La legge n. 104 del 1992 prevede, tra l’altro, benefici sul lavoro per i lavoratori disabili e per chi assiste a tempo pieno un anziano non autosufficiente o un portatore di handicap perché non più in grado di svolgere gli atti quotidiani della vita.

Le voglio far presente che in Sardegna siamo soliti tenere a casa i genitori anziani e non assegnarli alle strutture sanitarie private, che in Sardegna abbiamo il più alto numero di malattie come anemia mediterranea, SLA, sclerosi multipla, diabete.
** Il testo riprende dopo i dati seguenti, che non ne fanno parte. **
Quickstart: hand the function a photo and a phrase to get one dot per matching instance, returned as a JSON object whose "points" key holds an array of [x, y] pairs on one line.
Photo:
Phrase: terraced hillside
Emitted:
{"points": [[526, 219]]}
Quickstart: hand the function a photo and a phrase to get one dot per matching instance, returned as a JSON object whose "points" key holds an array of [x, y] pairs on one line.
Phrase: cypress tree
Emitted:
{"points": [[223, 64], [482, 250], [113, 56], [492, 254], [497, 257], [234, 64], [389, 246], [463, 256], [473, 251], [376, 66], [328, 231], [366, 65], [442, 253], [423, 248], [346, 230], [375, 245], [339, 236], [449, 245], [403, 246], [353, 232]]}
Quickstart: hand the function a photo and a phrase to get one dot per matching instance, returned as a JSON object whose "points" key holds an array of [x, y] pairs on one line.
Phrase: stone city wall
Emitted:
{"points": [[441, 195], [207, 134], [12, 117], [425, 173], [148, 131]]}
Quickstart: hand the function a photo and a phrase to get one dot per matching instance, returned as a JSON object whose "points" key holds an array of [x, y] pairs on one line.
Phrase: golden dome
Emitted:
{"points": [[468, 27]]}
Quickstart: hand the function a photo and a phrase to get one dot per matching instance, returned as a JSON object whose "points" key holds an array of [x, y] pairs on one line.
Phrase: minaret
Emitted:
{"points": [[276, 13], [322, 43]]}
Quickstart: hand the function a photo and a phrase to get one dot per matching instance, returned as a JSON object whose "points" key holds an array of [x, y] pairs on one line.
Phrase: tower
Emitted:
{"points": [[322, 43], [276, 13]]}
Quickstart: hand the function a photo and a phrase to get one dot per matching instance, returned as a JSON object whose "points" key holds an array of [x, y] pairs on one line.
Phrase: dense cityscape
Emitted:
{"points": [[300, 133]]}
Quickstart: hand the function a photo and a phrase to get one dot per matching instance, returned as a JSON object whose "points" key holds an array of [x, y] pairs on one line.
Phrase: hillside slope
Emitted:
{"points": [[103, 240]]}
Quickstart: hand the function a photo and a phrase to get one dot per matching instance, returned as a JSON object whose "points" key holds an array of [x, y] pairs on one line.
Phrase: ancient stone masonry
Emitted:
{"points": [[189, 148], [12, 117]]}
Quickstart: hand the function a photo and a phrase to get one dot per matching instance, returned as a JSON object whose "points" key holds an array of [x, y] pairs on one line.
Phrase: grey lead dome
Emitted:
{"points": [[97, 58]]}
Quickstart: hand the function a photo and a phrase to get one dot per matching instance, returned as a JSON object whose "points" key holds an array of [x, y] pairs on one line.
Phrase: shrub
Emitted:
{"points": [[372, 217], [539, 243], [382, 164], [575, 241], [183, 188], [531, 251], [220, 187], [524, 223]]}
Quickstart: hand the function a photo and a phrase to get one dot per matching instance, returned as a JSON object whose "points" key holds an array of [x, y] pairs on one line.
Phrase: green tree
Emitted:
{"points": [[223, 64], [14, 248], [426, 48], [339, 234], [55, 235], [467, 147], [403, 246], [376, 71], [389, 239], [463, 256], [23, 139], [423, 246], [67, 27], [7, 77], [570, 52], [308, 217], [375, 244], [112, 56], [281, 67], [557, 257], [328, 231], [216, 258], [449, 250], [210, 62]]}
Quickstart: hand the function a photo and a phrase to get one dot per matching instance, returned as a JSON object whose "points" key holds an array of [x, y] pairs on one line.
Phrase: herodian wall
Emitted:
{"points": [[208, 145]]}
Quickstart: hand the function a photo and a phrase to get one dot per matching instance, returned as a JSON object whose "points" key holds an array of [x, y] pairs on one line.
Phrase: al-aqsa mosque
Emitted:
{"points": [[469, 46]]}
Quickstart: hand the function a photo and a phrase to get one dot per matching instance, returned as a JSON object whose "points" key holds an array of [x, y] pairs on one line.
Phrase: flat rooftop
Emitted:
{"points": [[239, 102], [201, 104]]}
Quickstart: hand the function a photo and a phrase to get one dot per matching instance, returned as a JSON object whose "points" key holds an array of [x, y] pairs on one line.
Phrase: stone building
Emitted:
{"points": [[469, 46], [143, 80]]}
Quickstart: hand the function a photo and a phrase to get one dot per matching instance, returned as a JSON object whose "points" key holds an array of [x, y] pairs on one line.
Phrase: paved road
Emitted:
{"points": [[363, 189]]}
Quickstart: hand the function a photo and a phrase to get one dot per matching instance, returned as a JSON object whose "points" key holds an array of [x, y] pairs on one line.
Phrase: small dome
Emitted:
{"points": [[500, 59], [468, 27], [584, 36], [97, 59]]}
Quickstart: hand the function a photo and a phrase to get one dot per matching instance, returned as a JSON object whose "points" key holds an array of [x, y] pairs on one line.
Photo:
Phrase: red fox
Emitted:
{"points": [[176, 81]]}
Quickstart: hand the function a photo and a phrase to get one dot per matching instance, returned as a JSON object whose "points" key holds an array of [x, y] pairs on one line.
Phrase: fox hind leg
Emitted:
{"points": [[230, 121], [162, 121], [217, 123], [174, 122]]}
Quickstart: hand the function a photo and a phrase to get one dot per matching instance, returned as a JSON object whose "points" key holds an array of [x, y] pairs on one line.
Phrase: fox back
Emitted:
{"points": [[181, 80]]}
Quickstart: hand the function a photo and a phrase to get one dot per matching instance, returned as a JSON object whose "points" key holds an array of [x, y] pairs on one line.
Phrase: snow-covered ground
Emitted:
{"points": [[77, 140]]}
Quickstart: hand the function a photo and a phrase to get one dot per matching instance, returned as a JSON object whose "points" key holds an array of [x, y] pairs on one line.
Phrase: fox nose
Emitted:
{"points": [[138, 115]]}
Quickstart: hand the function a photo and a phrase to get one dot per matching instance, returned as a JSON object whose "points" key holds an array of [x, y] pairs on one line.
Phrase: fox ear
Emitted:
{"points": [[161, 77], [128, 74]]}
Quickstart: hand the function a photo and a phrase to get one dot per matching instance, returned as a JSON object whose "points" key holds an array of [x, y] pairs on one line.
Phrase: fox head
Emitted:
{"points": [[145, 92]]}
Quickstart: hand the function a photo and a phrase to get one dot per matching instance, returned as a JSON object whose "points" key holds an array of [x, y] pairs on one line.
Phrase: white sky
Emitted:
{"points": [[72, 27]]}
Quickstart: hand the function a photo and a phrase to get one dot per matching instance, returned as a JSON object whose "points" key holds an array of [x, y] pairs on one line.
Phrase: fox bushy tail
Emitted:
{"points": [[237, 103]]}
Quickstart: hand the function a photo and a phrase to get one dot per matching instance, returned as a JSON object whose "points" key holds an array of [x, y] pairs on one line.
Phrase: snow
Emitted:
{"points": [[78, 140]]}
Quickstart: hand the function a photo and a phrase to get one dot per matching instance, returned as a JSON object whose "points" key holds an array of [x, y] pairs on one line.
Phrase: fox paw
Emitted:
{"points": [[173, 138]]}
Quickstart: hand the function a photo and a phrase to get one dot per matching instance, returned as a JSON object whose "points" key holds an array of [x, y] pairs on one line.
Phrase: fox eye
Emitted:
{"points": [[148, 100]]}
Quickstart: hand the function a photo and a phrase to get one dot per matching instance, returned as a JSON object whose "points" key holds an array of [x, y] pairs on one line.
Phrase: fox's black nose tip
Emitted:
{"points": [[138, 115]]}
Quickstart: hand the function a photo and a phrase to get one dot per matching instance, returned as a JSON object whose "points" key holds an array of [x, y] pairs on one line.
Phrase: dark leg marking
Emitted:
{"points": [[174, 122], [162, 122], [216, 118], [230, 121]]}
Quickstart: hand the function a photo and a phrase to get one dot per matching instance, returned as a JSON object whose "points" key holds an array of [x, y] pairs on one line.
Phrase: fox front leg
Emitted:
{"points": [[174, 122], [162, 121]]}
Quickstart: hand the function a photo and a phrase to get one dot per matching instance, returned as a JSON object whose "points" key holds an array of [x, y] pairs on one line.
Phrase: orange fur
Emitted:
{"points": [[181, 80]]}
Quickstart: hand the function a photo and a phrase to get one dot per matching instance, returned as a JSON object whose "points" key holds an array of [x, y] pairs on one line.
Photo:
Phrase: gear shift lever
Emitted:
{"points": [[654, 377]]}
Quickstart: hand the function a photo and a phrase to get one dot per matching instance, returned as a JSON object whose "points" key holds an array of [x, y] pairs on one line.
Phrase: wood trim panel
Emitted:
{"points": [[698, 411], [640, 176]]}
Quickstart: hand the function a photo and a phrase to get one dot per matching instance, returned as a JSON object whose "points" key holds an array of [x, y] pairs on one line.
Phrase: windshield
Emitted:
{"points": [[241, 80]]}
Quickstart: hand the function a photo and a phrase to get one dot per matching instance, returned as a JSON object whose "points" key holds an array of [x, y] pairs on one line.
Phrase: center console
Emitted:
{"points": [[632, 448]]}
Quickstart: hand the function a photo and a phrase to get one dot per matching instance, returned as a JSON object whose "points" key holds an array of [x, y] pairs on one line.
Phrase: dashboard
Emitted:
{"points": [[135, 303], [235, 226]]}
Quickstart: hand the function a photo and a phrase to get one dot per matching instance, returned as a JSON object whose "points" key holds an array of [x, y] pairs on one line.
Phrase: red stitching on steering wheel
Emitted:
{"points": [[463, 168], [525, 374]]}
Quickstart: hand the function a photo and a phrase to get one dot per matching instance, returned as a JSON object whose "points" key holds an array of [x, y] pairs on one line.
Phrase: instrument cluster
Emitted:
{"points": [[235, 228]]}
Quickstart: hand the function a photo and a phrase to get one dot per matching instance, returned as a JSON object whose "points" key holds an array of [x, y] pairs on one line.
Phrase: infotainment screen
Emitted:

I numeri che indicano una quota maggiore di persone che usufruiscono di tali benefici non deve indicare per forza che i cittadini della Sardegna sono lavoratori poco onesti che approfittano delle situazioni. Dietro un malato portatore di handicap c’è una commissione medica che emette una relazione ai sensi della normativa vigente.

In Sardegna teniamo i nostri malati in casa e li accudiamo fino alla fine, forse in Piemonte, considerata regione più virtuosa, e dove sono presenti numerose cliniche private e dove il reddito familiare è più alto e dove si hanno valori diversi i malati vengono affidati ad altri. Condizione, infatti, per poter usufruire dei giorni di permesso o delle ore o del congedo di due anni è che il disabile sia tenuto a casa e non ricoverato a tempo pieno.

Io insegno una disciplina professionalizzante in un istituto tecnico, usufruisco di un’ora al giorno di permesso ai sensi della legge 104, ma le assicuro che svolgo in pieno il mio lavoro di docente, preparo le lezioni, correggo i compiti, faccio lezione regolaramente, partecipo a tutte le attività funzionale all’insegnamento.

Non sono pagata per stare a casa, ma sono pagata per il lavoro che svolgo con precisione e passione. che dire dei colleghi a ore zero che abbondano in alcune discipline grazie alla riduzione delle cattedre per effetto delle riduzioni delle ore di lezione per disciplina, condannati dal Governo centrale a non fare nulla oltre che i tappabuchi?

Prevedere forme di sostegno alla disabilità è un segno di civiltà di un Paese civile.